I thought about writing a post on in general, but decided that I wanted to be more specific. In case you're not as speechranks-obsessed as I am, speechranks is that fantastic website where you can see how you and others are doing or have done in a given season at speech and debate tournaments. You can smugly count your green checkmarks or glare at your lack thereof. You can see how you or your speech ranks in your state and in the nation. For example, I was the 13th highest-ranked non-debater last year. Is that an really an official ranking, you say? No, but clearly it should be. However, perhaps the best part of speechranks is stalking other people. 

If you're half as competitive as I am, you probably use speechranks to see who's ahead of you. Sometimes it's fun to know that the guy who beat you in an event has won that event at every tournament that year, but that you came really close to breaking his streak. Or you can scope out who you're ahead of, and that never gets old. :evilgrin:  Then you watch as they jump ten places ahead of you after the next tournament... ahem.
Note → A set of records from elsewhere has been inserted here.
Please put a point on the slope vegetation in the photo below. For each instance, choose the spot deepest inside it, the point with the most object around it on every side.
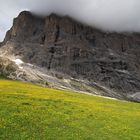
(31, 112)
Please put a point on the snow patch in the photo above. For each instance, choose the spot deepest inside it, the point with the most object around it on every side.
(18, 62)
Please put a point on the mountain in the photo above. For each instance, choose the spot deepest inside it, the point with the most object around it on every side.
(67, 54)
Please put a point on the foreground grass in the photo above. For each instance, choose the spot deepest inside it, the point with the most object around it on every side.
(29, 112)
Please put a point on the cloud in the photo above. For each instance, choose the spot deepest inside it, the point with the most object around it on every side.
(111, 15)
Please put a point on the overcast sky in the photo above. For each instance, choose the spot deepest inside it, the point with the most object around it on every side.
(112, 15)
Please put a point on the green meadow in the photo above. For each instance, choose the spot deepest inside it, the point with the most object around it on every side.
(31, 112)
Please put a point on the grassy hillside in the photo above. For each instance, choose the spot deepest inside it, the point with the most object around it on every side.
(30, 112)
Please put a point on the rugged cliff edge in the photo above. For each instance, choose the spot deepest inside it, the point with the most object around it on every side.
(60, 45)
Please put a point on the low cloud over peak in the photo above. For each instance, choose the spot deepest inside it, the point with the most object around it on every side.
(111, 15)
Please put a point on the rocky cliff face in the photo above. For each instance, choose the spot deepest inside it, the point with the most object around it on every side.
(65, 46)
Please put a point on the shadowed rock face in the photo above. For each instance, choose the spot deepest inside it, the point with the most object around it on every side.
(63, 45)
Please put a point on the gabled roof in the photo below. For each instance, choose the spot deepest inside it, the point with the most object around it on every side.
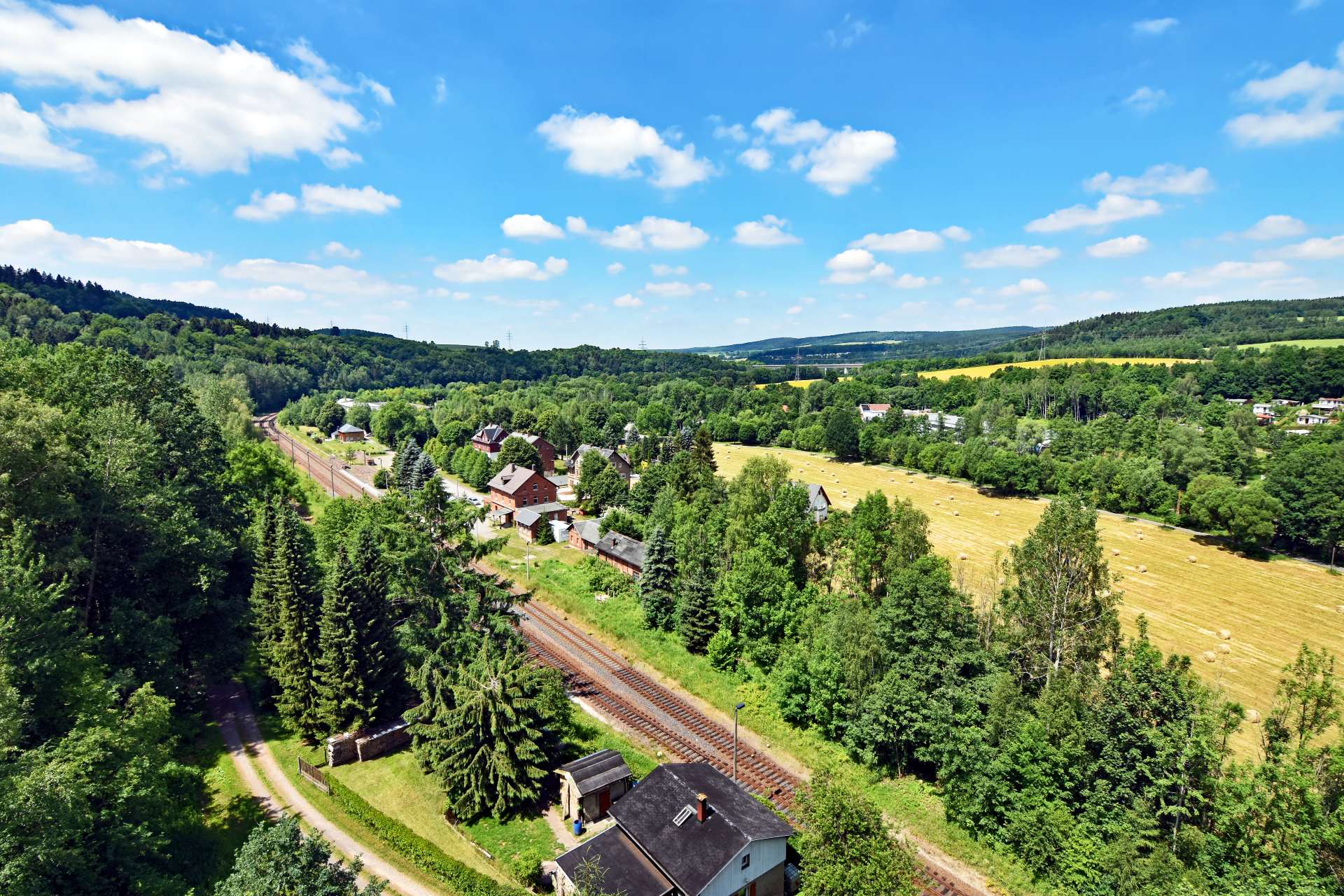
(628, 871)
(610, 454)
(692, 853)
(597, 770)
(622, 547)
(512, 479)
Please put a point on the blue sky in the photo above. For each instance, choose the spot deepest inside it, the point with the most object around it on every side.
(683, 175)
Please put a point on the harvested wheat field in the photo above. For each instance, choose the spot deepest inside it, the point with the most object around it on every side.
(986, 370)
(1241, 621)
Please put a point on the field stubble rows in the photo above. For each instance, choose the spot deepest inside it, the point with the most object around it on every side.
(1193, 590)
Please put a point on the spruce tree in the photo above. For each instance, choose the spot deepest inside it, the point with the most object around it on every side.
(657, 580)
(405, 464)
(495, 762)
(696, 620)
(262, 593)
(424, 473)
(296, 597)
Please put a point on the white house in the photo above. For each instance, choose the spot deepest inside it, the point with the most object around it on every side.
(686, 830)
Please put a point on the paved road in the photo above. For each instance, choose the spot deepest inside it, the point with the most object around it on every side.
(238, 726)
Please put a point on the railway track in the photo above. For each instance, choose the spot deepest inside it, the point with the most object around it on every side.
(613, 687)
(320, 468)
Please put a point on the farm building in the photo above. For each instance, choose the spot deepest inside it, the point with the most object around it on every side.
(686, 830)
(518, 486)
(350, 433)
(584, 536)
(616, 458)
(488, 440)
(622, 552)
(531, 519)
(590, 785)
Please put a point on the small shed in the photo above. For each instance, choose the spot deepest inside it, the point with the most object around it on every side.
(350, 433)
(590, 785)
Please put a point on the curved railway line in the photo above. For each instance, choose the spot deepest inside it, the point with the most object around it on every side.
(612, 685)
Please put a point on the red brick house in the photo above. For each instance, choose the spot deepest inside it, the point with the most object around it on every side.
(545, 450)
(488, 440)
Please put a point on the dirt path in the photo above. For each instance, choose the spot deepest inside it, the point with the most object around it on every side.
(242, 738)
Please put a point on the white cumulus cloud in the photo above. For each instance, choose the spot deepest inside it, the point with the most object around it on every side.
(1308, 86)
(1159, 179)
(764, 234)
(340, 250)
(608, 147)
(209, 106)
(26, 141)
(1113, 207)
(38, 244)
(1276, 227)
(1119, 248)
(533, 227)
(650, 232)
(1015, 255)
(496, 267)
(835, 160)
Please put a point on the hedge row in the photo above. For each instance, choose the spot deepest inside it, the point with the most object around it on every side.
(420, 852)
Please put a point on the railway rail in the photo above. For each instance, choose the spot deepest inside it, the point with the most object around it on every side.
(613, 687)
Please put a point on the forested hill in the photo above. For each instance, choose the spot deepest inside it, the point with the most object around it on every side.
(80, 296)
(870, 346)
(281, 365)
(1183, 332)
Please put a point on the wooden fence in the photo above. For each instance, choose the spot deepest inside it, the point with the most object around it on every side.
(314, 774)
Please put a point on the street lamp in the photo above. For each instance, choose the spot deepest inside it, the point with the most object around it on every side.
(736, 710)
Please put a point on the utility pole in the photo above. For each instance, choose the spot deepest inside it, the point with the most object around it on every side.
(736, 710)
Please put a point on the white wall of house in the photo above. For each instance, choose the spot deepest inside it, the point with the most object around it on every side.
(733, 878)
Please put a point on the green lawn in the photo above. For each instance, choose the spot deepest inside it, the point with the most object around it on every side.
(1298, 343)
(229, 817)
(619, 621)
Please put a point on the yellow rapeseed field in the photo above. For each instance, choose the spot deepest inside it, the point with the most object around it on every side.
(986, 370)
(1241, 620)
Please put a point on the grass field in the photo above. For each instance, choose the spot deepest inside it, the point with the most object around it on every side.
(1298, 343)
(1269, 606)
(986, 370)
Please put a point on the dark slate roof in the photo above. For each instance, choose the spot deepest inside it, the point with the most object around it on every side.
(597, 770)
(622, 547)
(619, 460)
(692, 853)
(511, 479)
(628, 871)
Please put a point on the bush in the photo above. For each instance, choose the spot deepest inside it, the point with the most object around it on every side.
(421, 853)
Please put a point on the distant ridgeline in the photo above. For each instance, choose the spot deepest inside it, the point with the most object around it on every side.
(870, 346)
(80, 296)
(1184, 332)
(284, 363)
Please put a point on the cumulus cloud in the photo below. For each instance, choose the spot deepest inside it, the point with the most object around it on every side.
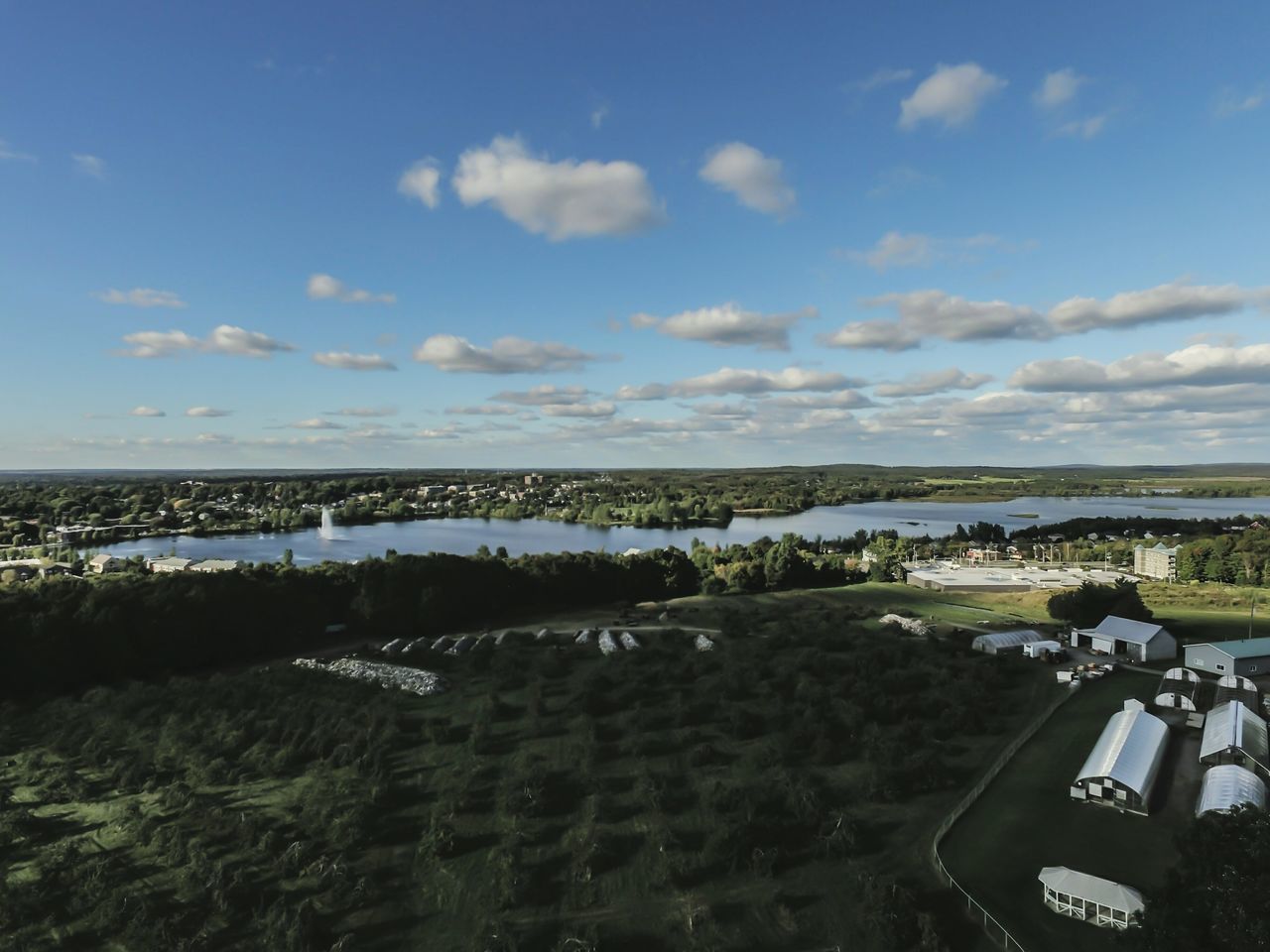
(559, 199)
(344, 361)
(935, 313)
(1176, 301)
(951, 95)
(728, 325)
(1058, 87)
(1199, 365)
(225, 339)
(729, 380)
(422, 180)
(543, 395)
(1229, 102)
(751, 176)
(451, 353)
(324, 287)
(933, 382)
(140, 298)
(89, 166)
You may also use this fantasical website to see if you're friends qualified for Nationals and in what event(s). You could follow trends on speechranks to predict who will be in finals at NITOC and at what event. (For the record, seven of the people I thought would be in HI finals at NITOC were in HI finals at NITOC. But that wasn't too difficult to call.) Of course, you could also play "find the person with the most green checkmarks in one event." The most I've found is 11. Which is amazing.

But I haven't even got into the real stalking yet. Maybe you're just checking out results from some tournament when you see a name, random or otherwise (or you type a specific name in for bonus superstalker points), and you click on it. And you read stuff. Then you click on his debate partner. And you read more stuff. Then you click on her duo partner. And the list goes on and on and on until you hit a dead end. So you start all over.

No, speechranks was probably not supposed to be a form of Facebook without the friend requests and status updates and obnoxious poking. But homeschoolers have to make up for their lack of social lives somewhere.

You're homeschooled, and you're a speechranks stalker. For shame.